Quoting type-rated (Reply 4): I would try to be nice the the landlord and see if they will let you out of the lease.
This is the best policy. Try and work it out with them. Also you could try to sublet the apartment to someone else.
Older than I just was ,and younger than I will soo be.
NAV20 From Australia, joined Nov 2003, 9909 posts, RR: 36
Reply 10, posted (4 years 4 weeks 18 hours ago) and read 1646 times:
Quoting Airstud (Thread starter): On the apps I've looked at so far there's a box you have to check if you've ever "not fulfilled a lease." Granted it's not the same as have you ever been in bankruptcy or convicted of a felony, but still...
Airstud, a lot of property (especially leasing) is about 'people,' not 'paper.' If you DO find yourself in the position of wanting to break a lease, it would be because you have found a property that you prefer. In that event, your best option might very well be to go to the leasing agent for the first apartment you rented and tell him your problem. If - as you imply - the market is picking up (and, of course, provided that you have been a 'good tenant' in all respects) there's every chance that they would seek to switch you to a better apartment owned by the same landlord, and even waive some or all of the penalties prescribed in the original lease.
Sounds improbable on the face of it; but bear in mind that - if you're right about current market trends - you would represent a tenant who is prepared to pay more money for a bigger place. That would make you a potential 'asset' rather than a liability. And, again assuming that the market is 'hot,' they'd presumably have no trouble in re-letting the smaller apartment almost overnight to another 'punter,' very probably at a higher rent than you'd been paying.

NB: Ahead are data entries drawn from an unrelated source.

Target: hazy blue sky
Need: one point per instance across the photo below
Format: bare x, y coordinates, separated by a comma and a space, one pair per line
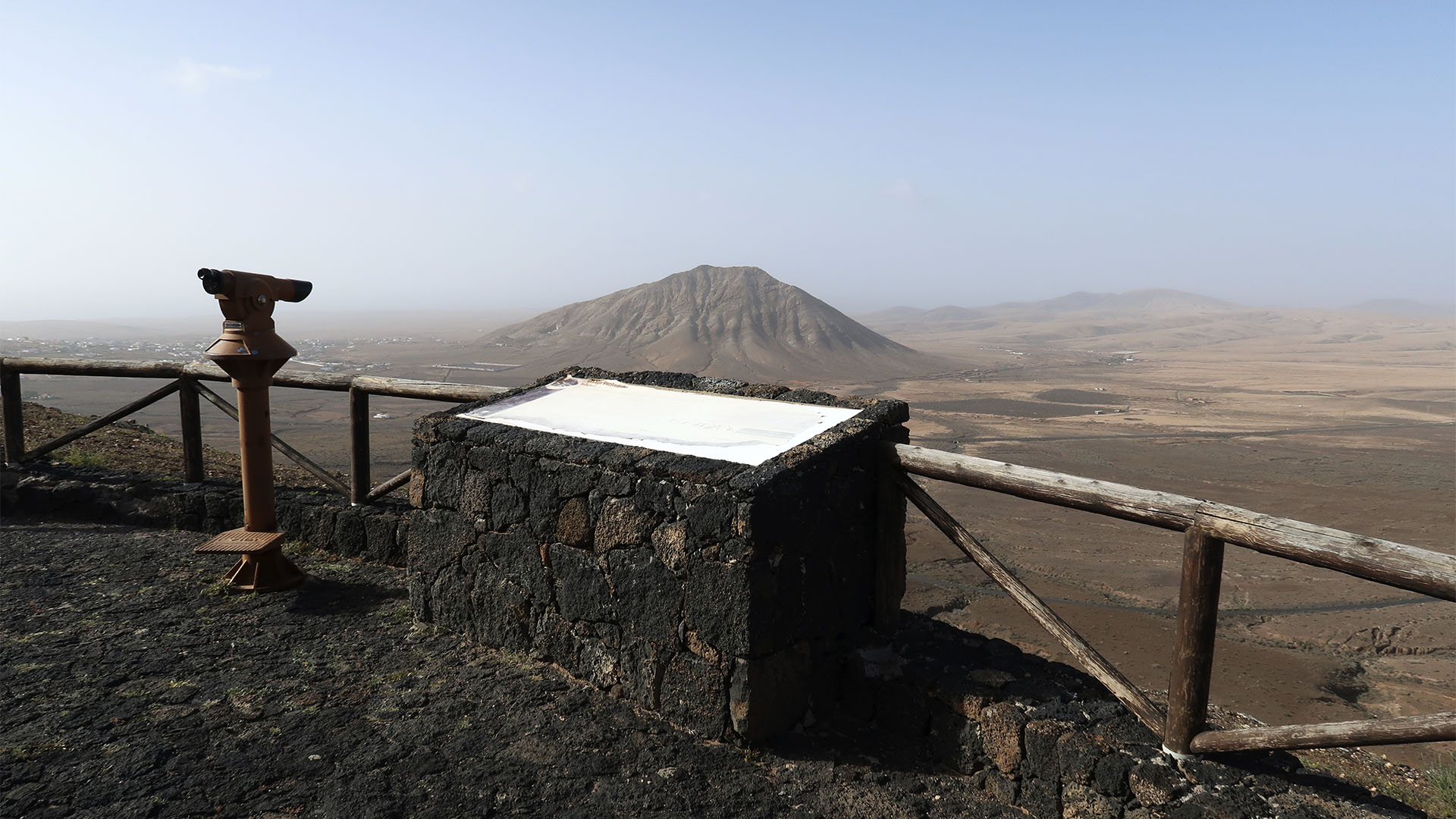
472, 155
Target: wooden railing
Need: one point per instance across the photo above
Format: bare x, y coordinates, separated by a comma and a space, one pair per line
187, 384
1207, 528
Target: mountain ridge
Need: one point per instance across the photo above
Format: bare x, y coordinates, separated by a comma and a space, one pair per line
715, 321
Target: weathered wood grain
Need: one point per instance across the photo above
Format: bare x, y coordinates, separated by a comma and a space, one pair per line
1372, 558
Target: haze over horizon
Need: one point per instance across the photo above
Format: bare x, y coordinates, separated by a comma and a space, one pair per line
460, 156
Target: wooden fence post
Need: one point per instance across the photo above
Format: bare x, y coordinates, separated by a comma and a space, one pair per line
1193, 651
890, 550
191, 416
14, 420
359, 447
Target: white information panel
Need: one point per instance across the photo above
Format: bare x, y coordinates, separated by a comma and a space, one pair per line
745, 430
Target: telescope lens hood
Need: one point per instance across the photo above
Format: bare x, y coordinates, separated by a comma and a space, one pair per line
300, 289
213, 280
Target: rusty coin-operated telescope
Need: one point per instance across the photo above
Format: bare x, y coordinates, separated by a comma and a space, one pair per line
251, 353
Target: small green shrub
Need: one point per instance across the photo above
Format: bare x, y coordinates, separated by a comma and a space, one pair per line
74, 458
1443, 787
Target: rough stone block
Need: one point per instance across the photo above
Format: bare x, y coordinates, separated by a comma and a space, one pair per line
1153, 784
615, 558
954, 739
582, 588
1002, 726
1081, 802
693, 694
622, 523
767, 695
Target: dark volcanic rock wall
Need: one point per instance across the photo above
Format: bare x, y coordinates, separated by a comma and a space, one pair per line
708, 591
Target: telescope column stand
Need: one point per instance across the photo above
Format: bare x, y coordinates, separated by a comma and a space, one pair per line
261, 566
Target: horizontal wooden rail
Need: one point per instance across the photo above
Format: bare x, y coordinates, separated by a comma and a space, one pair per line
207, 371
389, 485
1423, 727
1095, 664
1372, 558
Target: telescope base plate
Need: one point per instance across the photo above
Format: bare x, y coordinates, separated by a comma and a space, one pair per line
242, 542
262, 567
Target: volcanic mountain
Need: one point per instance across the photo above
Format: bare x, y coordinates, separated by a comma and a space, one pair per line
715, 321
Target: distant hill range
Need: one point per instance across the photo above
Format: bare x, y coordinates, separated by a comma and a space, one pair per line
715, 321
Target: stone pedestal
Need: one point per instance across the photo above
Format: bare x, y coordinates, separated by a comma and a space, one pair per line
717, 594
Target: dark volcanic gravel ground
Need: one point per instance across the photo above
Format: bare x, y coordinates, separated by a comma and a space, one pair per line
137, 686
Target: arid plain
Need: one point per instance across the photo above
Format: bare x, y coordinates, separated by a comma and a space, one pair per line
1340, 419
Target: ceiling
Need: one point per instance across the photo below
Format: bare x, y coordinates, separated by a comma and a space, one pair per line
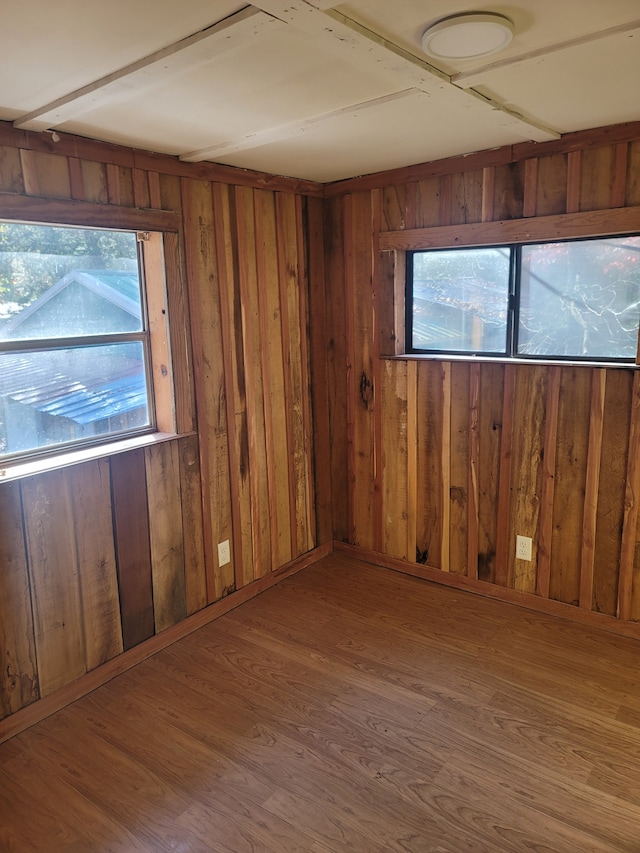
310, 89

So don't think that they'd necessarily 'throw the book at you' for breaking the lease. Real estate agents are just that, agents, negotiators - they're not lawyers or debt collectors. If you get to the point where you feel that you must make a change 'soonest,' it would probably be far better (as in most situations) to 'negotiate' rather than 'confront.'
[Edited 2010-09-04 08:18:25]
"Once you have flown, you will walk the earth with your eyes turned skywards.." - Leonardo da Vinci
type-rated From , joined Dec 1969, posts, RR:
Reply 11, posted (4 years 4 weeks 3 hours ago) and read 1573 times:
If you are dealing with the person who actually owns the building your chances of being allowed to leave are greater than if your building is owned by some corporation half way across the country and the "landlord" is only acting as their agent.